This report explores the U.S. NOAA storm database from 1950 to November 2011 to identify which types of severe weather events are most harmful to population health and which cause the greatest economic damage. The analysis starts from the raw dataset in CSV format and includes preprocessing, transformation, and visualization of the data. Fatalities, injuries, property damage, and crop damage are used as metrics to quantify impacts. Tornadoes are identified as the most harmful to health, while floods and hurricanes are found to have the highest economic consequences. This analysis is intended to inform emergency planners and municipal decision-makers.
library(dplyr)
library(ggplot2)
library(readr)
storm_data <- read.csv("repdata_data_StormData.csv.bz2")
storm_subset <- storm_data %>%
select(EVTYPE, FATALITIES, INJURIES, PROPDMG, PROPDMGEXP, CROPDMG, CROPDMGEXP)

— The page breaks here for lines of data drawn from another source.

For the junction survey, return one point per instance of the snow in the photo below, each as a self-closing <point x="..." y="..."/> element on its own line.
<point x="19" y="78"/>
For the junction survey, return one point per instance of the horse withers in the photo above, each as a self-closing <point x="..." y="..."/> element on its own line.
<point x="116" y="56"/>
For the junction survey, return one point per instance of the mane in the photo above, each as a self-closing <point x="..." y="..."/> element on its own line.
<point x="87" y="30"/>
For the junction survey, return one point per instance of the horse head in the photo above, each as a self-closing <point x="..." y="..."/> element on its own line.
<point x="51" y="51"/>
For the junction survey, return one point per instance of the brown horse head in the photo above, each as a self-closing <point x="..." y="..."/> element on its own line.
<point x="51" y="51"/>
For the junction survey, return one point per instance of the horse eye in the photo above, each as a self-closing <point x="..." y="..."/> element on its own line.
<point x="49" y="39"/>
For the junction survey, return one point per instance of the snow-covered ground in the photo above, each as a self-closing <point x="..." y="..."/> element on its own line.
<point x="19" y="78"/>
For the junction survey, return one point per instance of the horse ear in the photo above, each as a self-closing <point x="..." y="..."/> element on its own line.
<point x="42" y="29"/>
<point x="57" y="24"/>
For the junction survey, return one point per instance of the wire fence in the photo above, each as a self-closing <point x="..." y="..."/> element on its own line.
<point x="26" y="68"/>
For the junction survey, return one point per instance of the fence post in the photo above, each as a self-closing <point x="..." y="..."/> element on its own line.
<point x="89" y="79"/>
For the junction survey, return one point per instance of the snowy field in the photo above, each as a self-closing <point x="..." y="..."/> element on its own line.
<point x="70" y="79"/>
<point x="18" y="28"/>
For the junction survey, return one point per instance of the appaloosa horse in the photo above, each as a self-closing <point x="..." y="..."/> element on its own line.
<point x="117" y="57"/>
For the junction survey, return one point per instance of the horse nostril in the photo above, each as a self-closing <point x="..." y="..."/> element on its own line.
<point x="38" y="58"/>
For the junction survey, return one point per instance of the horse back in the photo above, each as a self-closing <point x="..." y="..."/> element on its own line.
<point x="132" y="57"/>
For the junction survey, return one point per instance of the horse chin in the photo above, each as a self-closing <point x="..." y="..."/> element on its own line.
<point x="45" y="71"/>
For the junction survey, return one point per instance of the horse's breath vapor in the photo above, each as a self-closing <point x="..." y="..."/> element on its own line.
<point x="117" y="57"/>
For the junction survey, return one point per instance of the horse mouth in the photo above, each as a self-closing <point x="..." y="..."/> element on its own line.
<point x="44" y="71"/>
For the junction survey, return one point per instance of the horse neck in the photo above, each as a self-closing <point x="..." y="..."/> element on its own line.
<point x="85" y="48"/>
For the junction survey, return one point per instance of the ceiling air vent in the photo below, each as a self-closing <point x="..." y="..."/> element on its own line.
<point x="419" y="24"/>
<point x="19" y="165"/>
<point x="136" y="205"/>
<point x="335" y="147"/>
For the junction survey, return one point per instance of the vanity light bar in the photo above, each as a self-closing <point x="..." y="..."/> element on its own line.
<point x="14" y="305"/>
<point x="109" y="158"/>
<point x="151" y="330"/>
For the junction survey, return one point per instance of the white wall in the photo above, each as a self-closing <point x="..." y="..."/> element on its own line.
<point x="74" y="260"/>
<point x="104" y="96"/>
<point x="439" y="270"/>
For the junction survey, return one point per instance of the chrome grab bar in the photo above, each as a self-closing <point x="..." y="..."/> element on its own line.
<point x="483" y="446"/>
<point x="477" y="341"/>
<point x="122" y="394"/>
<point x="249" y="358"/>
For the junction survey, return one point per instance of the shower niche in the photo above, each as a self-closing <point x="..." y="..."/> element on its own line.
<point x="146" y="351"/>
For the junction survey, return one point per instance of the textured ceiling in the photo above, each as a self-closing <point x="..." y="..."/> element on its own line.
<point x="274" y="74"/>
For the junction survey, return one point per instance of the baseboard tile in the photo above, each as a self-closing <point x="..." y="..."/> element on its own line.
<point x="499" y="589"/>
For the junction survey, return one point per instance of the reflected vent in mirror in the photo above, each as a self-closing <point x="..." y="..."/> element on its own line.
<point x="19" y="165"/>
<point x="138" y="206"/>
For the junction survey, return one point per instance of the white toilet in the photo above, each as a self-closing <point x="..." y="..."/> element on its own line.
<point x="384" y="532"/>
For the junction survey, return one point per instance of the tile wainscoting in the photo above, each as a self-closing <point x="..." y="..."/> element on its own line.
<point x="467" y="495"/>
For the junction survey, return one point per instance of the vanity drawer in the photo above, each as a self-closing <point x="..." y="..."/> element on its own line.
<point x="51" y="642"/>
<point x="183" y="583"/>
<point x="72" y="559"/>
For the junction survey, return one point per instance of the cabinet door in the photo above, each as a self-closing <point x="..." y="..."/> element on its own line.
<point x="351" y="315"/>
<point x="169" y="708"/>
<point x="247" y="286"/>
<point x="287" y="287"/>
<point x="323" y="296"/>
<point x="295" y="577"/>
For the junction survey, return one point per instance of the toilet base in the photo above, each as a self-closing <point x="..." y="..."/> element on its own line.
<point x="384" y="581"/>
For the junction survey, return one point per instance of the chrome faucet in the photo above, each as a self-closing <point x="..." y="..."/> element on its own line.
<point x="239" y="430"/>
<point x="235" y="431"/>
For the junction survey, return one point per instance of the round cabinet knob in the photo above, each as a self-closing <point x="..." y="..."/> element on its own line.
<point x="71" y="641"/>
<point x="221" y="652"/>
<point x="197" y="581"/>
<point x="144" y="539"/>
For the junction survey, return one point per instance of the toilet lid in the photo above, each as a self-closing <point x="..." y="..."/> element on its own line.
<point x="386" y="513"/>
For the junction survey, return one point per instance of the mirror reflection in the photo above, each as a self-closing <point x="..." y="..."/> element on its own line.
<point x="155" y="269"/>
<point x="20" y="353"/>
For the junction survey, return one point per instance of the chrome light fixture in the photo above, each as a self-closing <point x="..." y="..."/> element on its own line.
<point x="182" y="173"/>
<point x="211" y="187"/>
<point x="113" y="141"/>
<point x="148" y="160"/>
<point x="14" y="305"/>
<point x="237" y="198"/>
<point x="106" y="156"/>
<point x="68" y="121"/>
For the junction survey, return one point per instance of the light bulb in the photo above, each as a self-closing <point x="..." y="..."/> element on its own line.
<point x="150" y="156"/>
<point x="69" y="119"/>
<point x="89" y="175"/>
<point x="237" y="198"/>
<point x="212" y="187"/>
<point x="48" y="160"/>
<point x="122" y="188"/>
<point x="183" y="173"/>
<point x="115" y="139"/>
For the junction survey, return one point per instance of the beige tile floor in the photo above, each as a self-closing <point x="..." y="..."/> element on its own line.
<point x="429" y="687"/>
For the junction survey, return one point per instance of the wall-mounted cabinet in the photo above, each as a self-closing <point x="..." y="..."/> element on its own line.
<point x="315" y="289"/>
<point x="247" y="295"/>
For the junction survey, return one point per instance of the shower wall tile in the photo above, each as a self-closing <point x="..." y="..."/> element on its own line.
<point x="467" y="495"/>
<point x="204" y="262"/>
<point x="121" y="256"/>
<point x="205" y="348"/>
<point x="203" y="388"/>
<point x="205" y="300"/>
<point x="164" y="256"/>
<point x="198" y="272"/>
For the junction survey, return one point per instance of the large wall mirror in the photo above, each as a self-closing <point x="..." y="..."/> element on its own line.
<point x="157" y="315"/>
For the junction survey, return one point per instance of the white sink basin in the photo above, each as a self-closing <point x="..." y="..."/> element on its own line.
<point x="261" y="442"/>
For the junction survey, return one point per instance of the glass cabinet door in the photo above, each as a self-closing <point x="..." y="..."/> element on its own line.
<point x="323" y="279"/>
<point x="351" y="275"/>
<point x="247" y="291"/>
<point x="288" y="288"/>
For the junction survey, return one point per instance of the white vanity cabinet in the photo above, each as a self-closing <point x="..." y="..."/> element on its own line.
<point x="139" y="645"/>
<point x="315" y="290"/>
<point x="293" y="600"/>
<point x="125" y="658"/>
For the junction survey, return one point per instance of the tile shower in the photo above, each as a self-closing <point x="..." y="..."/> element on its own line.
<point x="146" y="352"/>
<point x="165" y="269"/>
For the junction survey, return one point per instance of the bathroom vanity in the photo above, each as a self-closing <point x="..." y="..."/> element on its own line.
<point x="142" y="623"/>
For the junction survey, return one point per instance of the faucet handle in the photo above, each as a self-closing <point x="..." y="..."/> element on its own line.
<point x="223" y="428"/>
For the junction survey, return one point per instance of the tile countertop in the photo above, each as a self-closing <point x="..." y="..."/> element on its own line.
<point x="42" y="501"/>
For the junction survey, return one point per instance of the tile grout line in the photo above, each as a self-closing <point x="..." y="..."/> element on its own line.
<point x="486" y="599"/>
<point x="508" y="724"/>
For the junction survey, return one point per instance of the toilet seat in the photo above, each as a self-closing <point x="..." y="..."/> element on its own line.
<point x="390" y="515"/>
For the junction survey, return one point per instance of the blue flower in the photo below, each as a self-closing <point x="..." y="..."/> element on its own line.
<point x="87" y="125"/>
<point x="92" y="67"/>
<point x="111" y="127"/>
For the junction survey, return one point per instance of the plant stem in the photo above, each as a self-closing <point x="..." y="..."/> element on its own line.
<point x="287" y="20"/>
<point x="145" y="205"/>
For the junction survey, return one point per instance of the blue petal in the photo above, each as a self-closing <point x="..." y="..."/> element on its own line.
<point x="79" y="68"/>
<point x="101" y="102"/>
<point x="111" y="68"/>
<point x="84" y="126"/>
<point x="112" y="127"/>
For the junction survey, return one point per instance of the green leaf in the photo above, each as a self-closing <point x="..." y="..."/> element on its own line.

exp_to_num <- function(exp) {
exp <- toupper(trimws(as.character(exp)))
dplyr::case_when(
exp == "H" ~ 1e2,
exp == "K" ~ 1e3,
exp == "M" ~ 1e6,
exp == "B" ~ 1e9,
grepl("^[0-9]$", exp) ~ 10 ^ as.numeric(exp),
TRUE ~ 1
)
}
storm_subset <- storm_subset %>%
mutate(
PROPDMGEXP_NUM = exp_to_num(PROPDMGEXP),
CROPDMGEXP_NUM = exp_to_num(CROPDMGEXP),
TotalPropDamage = PROPDMG * PROPDMGEXP_NUM,
TotalCropDamage = CROPDMG * CROPDMGEXP_NUM,
TotalEconomicDamage = TotalPropDamage + TotalCropDamage
)
## Warning in eval_tidy(pair$rhs, env = default_env): NAs introduced by coercion
## Warning in eval_tidy(pair$rhs, env = default_env): NAs introduced by coercion
health_impact <- storm_subset %>%
group_by(EVTYPE) %>%
summarize(
Fatalities = sum(FATALITIES, na.rm = TRUE),
Injuries = sum(INJURIES, na.rm = TRUE),
TotalHealthImpact = Fatalities + Injuries
) %>%
arrange(desc(TotalHealthImpact)) %>%
slice_head(n = 10)
## `summarise()` ungrouping output (override with `.groups` argument)

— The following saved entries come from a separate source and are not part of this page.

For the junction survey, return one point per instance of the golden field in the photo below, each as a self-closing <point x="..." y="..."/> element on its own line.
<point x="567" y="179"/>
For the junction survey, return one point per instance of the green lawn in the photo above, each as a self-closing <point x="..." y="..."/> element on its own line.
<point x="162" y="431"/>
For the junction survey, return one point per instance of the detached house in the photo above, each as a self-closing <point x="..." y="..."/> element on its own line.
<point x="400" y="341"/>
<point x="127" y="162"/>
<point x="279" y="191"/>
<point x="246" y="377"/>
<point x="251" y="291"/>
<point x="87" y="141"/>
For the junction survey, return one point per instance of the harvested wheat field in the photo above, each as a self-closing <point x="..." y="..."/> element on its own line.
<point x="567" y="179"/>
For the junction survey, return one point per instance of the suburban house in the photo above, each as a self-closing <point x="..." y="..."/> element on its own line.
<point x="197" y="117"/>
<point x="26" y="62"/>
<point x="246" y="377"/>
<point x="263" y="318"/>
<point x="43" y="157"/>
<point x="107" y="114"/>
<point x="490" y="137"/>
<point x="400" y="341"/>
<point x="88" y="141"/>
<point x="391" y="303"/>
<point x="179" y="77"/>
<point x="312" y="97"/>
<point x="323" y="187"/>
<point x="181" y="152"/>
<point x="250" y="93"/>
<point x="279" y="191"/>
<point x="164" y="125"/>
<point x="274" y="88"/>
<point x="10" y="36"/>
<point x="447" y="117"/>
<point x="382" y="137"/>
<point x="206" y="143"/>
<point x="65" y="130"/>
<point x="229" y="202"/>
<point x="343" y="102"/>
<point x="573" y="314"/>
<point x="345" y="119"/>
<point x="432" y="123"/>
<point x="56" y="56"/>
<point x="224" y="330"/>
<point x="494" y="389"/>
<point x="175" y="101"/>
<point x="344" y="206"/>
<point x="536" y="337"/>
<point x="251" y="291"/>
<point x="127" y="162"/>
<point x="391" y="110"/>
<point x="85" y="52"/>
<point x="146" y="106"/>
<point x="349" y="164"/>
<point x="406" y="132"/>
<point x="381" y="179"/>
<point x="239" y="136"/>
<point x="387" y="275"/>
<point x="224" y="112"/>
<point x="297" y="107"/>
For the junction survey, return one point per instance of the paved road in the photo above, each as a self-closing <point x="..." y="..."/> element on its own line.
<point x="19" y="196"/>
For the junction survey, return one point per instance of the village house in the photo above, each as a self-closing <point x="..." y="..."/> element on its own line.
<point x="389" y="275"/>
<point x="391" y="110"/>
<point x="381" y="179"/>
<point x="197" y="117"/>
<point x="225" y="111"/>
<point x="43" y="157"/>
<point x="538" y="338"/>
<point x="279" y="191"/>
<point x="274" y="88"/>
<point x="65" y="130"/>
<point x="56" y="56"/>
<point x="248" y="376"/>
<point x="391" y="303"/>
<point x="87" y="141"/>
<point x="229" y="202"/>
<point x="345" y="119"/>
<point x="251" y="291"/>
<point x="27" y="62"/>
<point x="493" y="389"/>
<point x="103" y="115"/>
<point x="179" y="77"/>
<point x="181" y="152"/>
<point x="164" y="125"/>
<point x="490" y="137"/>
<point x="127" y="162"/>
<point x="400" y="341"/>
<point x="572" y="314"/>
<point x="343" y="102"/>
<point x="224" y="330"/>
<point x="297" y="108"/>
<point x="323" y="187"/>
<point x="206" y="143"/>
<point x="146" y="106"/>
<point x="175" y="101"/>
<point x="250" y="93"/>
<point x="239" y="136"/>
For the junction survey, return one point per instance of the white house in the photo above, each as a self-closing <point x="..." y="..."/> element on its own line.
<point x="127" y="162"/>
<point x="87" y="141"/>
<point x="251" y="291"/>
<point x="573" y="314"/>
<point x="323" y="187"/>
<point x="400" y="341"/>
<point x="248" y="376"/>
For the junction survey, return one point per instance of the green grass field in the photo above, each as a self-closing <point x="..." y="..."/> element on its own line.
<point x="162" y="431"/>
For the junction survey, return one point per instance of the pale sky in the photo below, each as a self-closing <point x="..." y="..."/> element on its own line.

ggplot(health_impact, aes(x = reorder(EVTYPE, TotalHealthImpact), y = TotalHealthImpact)) +
geom_bar(stat = "identity", fill = "firebrick") +
coord_flip() +
labs(
title = "Top 10 Event Types Most Harmful to Population Health",
x = "Event Type",
y = "Total Fatalities + Injuries"
)
economic_impact <- storm_subset %>%
group_by(EVTYPE) %>%
summarize(TotalDamage = sum(TotalEconomicDamage, na.rm = TRUE)) %>%
arrange(desc(TotalDamage)) %>%
slice_head(n = 10)
## `summarise()` ungrouping output (override with `.groups` argument)

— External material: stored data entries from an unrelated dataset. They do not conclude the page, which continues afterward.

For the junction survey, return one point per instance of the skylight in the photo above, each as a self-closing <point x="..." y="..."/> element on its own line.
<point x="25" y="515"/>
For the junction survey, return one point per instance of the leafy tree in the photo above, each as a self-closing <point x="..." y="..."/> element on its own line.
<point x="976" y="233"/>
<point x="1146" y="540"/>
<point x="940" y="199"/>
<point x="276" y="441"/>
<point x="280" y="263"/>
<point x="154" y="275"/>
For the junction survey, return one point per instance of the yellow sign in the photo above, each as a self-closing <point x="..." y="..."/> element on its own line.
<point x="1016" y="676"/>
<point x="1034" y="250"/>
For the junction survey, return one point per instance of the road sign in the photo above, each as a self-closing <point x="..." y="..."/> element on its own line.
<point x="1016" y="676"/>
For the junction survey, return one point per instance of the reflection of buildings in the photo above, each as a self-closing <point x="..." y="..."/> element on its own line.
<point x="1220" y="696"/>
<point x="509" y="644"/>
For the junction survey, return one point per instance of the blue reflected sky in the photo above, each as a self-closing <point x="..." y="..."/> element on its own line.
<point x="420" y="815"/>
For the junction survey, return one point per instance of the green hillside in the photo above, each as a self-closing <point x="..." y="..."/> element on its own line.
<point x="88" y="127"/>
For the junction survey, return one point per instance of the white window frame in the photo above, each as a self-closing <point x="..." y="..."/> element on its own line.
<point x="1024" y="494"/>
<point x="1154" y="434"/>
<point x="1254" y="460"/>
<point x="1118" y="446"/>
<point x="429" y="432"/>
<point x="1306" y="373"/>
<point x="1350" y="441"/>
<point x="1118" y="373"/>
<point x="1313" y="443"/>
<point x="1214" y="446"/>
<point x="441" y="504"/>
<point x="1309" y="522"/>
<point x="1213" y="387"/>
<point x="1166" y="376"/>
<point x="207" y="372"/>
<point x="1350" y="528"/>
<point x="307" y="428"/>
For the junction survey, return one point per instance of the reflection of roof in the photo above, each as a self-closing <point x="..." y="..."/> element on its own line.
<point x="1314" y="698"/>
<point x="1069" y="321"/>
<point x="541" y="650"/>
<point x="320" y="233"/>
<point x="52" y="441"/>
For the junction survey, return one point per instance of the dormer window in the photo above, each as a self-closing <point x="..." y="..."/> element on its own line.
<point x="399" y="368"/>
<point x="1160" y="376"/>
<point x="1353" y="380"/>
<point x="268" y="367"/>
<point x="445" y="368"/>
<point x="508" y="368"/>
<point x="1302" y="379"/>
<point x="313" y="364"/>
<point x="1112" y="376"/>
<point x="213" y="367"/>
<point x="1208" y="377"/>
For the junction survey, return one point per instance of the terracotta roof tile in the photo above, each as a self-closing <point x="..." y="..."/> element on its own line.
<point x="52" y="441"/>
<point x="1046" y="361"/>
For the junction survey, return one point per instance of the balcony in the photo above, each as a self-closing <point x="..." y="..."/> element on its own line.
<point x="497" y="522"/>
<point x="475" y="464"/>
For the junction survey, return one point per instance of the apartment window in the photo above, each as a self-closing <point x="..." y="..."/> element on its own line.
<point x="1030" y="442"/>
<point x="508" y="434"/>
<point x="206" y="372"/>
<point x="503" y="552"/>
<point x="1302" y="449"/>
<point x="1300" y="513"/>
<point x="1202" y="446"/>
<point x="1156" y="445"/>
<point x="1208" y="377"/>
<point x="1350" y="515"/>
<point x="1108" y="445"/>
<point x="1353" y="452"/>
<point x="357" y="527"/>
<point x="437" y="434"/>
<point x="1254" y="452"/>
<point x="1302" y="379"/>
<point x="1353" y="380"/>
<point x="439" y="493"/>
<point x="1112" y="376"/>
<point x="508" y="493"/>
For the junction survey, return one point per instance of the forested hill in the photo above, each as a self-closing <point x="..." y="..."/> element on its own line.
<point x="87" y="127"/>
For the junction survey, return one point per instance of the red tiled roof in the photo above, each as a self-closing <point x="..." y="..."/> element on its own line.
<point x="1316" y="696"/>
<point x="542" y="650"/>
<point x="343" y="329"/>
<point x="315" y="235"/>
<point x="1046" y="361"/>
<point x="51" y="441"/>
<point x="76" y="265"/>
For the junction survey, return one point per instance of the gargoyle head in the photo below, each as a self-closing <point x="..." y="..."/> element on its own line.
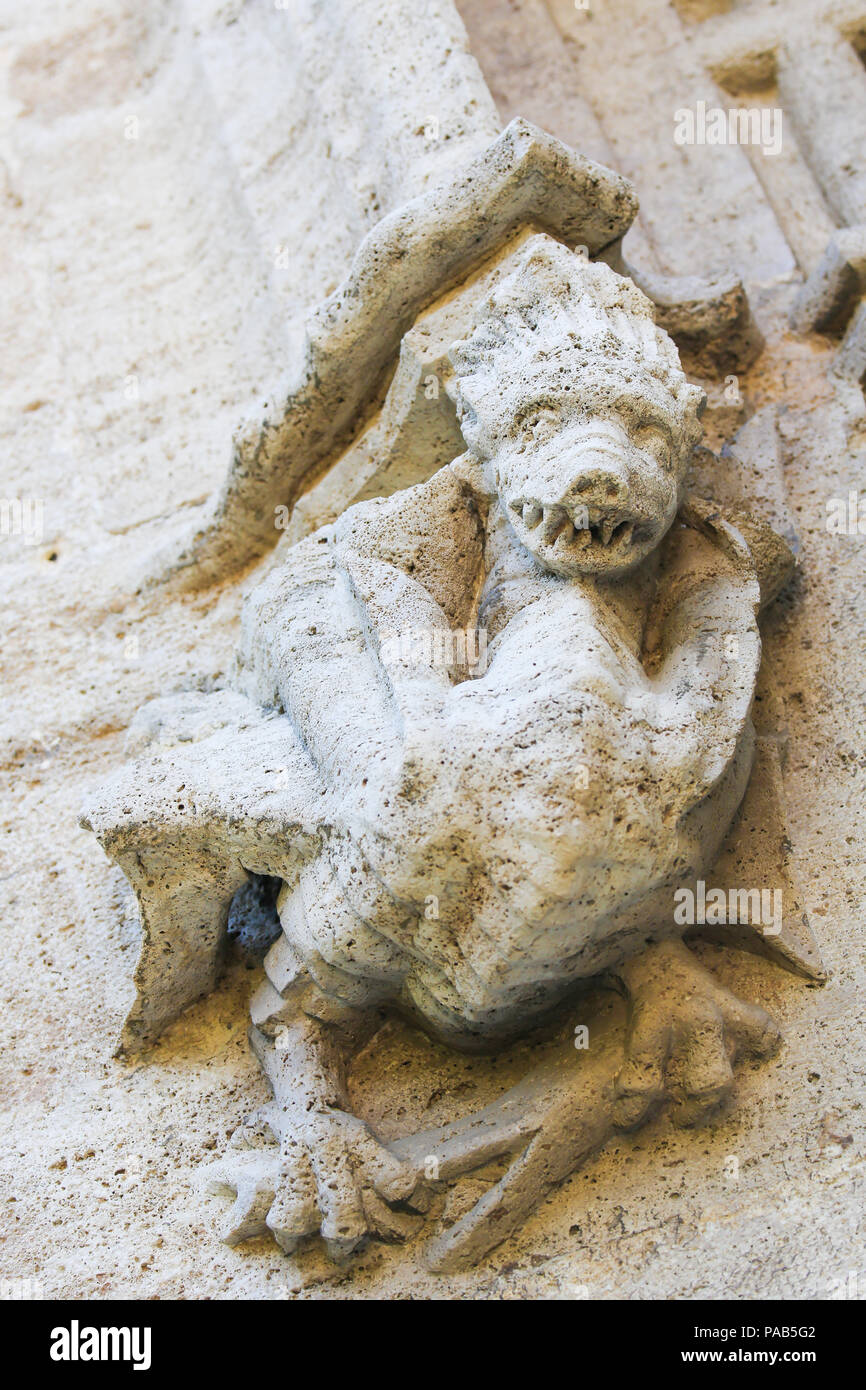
<point x="578" y="409"/>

ggplot(economic_impact, aes(x = reorder(EVTYPE, TotalDamage), y = TotalDamage / 1e9)) +
geom_bar(stat = "identity", fill = "steelblue") +
coord_flip() +
labs(
title = "Top 10 Event Types by Economic Damage",
x = "Event Type",
y = "Total Damage (in Billions USD)"
)
This analysis shows that tornadoes have caused the most human harm, while floods and hurricanes account for the largest economic losses. This information can guide resource allocation for disaster preparedness and response.